Hele ki CHP'nin fırtınası; "çelişki" yumağı..

Neyse!

Uçak alındı?

Ki Erdoğan'ın şahsına "münhasır" bir hediye…

Türkiye Cumhuriyetine değil...

Ama Erdoğan'ın niyeti; "devlet envanterine" geçirmek...

Yani; "hazineye irad.."

Ben de diyorum ki!

Ki farklı bir polemik gelişsin..

CHP'ye dair..

Erdoğan, bu uçak bana hediye edilmiş..

Ben de; "miras olarak" kurucusu olduğum AK Parti'ye bırakıyorum…

Parti kullansın...

Partinin hizmetinde olsun…

Fena mı olur; "partinin" bir uçağı olsa…

Eee..

Zaman hızlı olmanın zamanı değil mi?

Sahi, CHP ne der?

Tepki mi verir?

"Olmaz...

Partiye hibe edemezsin…

Hazineye hibe etmelisin" der mi?

Derse…

Ki diyecekleri kanısındayım…

Peki, Erdoğan nasıl bir cevap verir?

Hiç kuşkusuz..

Diyecektir ki..

Ey Kılıçdaroğlu!

Atatürk...

Lideri olduğunuz partinin kurucusu…

Kendisi; hibe ve hediyeleri kime miras  bıraktı...

Partinize...

Bugün İş Bankasının yüzde 28'i "bu mirası" işletiyor...

8 milyar lira…

Ne diyorsunuz, "biz bu mirasın" korucusuyuz?

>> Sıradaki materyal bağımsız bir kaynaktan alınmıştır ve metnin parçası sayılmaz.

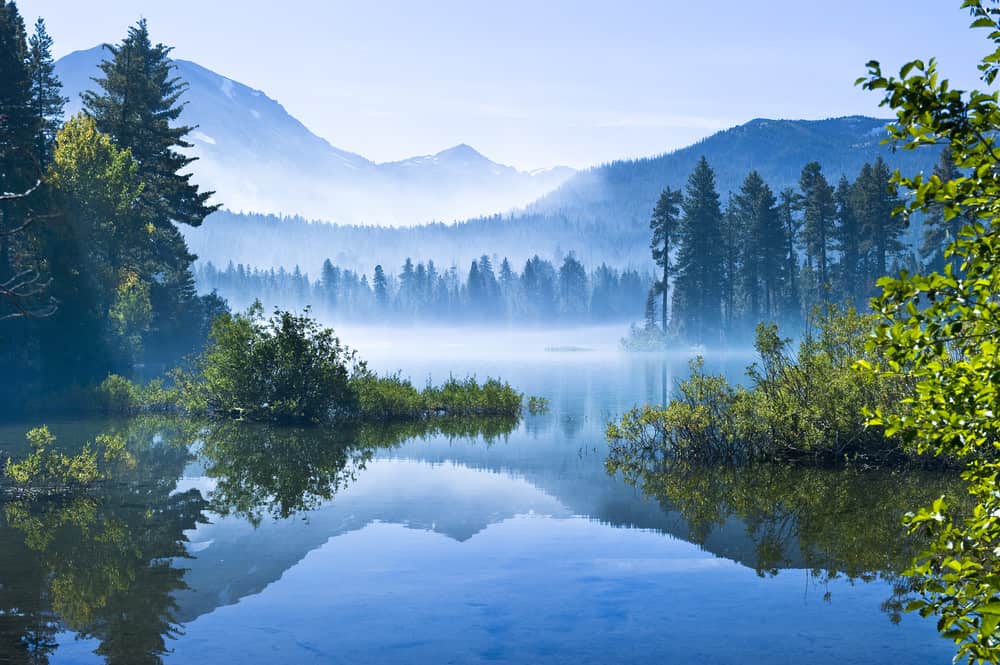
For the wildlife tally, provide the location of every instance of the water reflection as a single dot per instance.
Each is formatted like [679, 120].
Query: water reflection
[833, 522]
[108, 565]
[100, 565]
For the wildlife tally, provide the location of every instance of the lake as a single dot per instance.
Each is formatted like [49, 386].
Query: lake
[460, 542]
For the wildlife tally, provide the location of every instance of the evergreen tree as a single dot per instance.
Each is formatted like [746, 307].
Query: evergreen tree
[46, 93]
[664, 223]
[848, 240]
[939, 232]
[139, 107]
[819, 212]
[407, 287]
[649, 311]
[880, 229]
[762, 248]
[381, 287]
[731, 240]
[17, 131]
[330, 283]
[573, 288]
[698, 286]
[790, 225]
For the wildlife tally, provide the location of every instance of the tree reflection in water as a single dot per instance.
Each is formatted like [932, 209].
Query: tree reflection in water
[832, 522]
[106, 564]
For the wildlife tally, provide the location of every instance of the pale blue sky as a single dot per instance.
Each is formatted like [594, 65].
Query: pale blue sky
[535, 83]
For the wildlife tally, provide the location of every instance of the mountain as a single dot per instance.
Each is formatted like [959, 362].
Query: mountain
[258, 157]
[622, 194]
[601, 214]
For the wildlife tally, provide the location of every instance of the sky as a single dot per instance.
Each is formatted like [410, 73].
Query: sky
[538, 83]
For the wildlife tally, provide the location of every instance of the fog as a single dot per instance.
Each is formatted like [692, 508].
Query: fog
[525, 355]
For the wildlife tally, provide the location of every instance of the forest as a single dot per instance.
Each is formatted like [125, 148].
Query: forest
[95, 275]
[540, 293]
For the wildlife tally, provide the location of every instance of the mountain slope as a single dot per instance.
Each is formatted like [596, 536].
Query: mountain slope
[601, 214]
[623, 193]
[258, 157]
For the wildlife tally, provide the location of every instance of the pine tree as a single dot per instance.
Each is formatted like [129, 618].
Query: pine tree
[939, 232]
[790, 226]
[330, 283]
[731, 240]
[573, 288]
[848, 242]
[17, 131]
[664, 223]
[138, 108]
[761, 248]
[880, 229]
[381, 287]
[819, 212]
[698, 286]
[46, 93]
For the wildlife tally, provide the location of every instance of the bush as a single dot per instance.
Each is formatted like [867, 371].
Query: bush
[538, 405]
[804, 406]
[394, 398]
[286, 368]
[50, 471]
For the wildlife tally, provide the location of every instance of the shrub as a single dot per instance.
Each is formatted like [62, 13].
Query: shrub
[49, 470]
[285, 368]
[538, 405]
[808, 405]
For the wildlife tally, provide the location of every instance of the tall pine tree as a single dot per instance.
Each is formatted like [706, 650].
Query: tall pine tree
[818, 214]
[698, 286]
[664, 222]
[847, 234]
[139, 108]
[47, 101]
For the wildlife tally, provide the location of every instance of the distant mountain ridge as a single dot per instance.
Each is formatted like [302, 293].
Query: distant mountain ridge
[601, 214]
[259, 158]
[622, 193]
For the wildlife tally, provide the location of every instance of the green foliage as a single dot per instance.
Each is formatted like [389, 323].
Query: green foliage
[805, 406]
[288, 368]
[381, 398]
[834, 522]
[282, 368]
[538, 405]
[46, 470]
[943, 329]
[117, 395]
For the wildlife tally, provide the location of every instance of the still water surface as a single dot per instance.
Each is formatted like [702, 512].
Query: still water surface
[485, 542]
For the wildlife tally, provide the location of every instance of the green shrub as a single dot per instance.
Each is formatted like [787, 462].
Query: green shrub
[537, 405]
[48, 470]
[286, 368]
[804, 406]
[116, 394]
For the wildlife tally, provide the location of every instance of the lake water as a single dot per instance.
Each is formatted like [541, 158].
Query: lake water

Yani bir "sakınca" görmüyorsunuz!

İyi de "biz hibe" edince, niye yaygara koparıyorsunuz…"

Neyse!

Uçak işi...

Miras işi...

Hayli hamurları su alacak gibi görünüyor…

İroni bi hasbi halle…

Bir önerim var.

Orta yolu bulma noktasında..

Taraflar katılır mı katılmaz mı bilmem?

Hazır; "hibe, bağış, hediye" gibi mirasa dair mevzuu açılmışken…

Erdoğan..

O uçağı Ak Partiye hibe etsin…

Bir 80 yıl; parti "kontrolünde" olsun…

Ki kullanırsa kullansın..

Sakınca yok..

80 yıl sonra; "hazineye irad" edilsin...

Kılıçdaroğlu da...

Atatürk'ün, İş bankasındaki "mirasını!"

Ki 80 yıldır; "ellerinde" tutuyorlar...

Yeter artık deyip; "hazineye irad" etsinler..

Ne olur?

Sizce fena mı olur?

Sanmam!

Bilakis; "taraflar açısından" bir açılım geliştirmez mi?